A quick chat with Allen Yeh (associate professor of intercultural studies), contributor to Still Evangelical?: Insiders Reconsider Political, Social, and Theological Meaning (IVP Books, 2018).
Q: What would you say to a believer who no longer wants to be identifed as an evangelical because of the word’s baggage?
A: Don’t let the abuse of the word obscure its original meaning. Euangelion is the Greek word for the gospel. The “evangel” is about the Good News. Secondly, until there is a better word to take its place, we cannot dispense with it functionally. It is halfway between “Christian” (which is too broad) and a denominational label like “Baptist” or “Presbyterian” (which are too narrow). “Evangelical” provides a middle-level identifer where you know that the person believes in: the Bible as the supreme authority; the necessity of mission, which includes being born again spiritually; and the centrality of the cross.
Q: How does a more global perspective help American evangelicals understand evangelicalism?
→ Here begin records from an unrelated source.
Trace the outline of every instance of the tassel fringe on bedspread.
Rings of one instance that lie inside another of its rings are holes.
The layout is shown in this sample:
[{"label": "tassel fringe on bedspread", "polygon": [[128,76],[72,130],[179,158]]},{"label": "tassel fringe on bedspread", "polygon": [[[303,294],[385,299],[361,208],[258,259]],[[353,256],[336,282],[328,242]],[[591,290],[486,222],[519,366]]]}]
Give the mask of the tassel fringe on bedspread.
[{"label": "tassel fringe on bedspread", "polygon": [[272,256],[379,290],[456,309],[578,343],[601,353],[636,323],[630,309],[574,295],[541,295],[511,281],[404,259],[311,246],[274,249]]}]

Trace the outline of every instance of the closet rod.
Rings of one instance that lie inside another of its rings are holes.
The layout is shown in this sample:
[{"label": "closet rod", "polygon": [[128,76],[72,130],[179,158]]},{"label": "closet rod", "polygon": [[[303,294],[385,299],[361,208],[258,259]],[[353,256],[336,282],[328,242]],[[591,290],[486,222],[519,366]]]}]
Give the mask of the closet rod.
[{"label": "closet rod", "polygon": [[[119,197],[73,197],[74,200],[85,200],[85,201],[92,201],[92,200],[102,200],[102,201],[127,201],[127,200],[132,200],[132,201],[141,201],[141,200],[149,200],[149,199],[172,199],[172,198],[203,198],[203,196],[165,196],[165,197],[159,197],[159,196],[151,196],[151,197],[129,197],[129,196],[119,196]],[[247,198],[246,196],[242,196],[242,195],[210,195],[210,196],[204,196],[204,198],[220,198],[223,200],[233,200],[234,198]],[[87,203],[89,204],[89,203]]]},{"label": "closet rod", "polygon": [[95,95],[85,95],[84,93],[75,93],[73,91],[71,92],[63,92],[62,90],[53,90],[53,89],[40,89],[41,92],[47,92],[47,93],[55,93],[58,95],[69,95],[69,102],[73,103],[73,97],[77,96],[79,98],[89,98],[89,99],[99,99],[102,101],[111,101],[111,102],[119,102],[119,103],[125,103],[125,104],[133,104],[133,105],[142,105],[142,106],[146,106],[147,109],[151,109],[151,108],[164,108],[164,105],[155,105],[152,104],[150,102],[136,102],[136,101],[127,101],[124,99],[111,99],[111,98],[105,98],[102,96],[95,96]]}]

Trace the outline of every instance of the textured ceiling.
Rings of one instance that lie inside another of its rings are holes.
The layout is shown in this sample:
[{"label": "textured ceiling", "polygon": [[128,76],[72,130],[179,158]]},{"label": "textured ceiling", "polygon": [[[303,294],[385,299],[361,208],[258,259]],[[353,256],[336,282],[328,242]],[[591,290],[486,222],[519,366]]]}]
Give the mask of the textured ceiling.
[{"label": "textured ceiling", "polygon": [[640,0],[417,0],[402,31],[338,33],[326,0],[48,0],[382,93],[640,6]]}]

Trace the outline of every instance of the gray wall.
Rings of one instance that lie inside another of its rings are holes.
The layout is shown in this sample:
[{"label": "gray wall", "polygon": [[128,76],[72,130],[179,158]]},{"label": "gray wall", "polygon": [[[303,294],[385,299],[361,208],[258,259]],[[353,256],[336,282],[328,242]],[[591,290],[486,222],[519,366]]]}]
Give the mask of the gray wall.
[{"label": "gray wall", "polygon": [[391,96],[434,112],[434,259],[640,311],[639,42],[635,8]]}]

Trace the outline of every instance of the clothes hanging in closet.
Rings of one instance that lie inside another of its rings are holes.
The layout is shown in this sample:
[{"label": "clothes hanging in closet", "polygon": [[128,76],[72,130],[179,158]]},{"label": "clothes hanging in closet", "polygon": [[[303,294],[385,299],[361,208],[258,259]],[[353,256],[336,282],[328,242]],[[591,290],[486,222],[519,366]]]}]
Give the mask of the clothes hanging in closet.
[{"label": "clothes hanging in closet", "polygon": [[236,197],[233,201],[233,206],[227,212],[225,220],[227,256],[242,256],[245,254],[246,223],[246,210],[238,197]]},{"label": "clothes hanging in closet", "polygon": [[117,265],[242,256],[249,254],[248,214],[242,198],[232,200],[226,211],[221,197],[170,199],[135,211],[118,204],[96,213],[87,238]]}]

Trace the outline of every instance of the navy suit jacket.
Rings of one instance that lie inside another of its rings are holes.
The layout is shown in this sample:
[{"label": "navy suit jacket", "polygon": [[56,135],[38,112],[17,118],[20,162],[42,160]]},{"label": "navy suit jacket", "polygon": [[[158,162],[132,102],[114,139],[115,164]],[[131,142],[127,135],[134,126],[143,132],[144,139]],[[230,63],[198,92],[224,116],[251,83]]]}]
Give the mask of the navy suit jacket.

A: If we believe in mission, then we must believe that people of all races, nations and cultures are children of God and ought to worship Jesus. It is ironic, then, that there is often such ethnocentrism among American evangelicals. Every culture in the world sees different characteristics of God (which is not relativism), and only together can we understand him more fully. This is why we have four Gospels: we need multiple people and cultures to testify about Jesus.
Q: As you read the other pieces in Still Evangelical?, which perspective impacted you the most?
A: I like Soong-Chan Rah’s chapter, “Evangelical Futures,” which tries to find hope in the future. We have a tendency to feel like everything is always getting worse, but perhaps a multiethnic/multicultural future of American evangelicalism is where we are headed, and I think that looks and sounds a lot like heaven!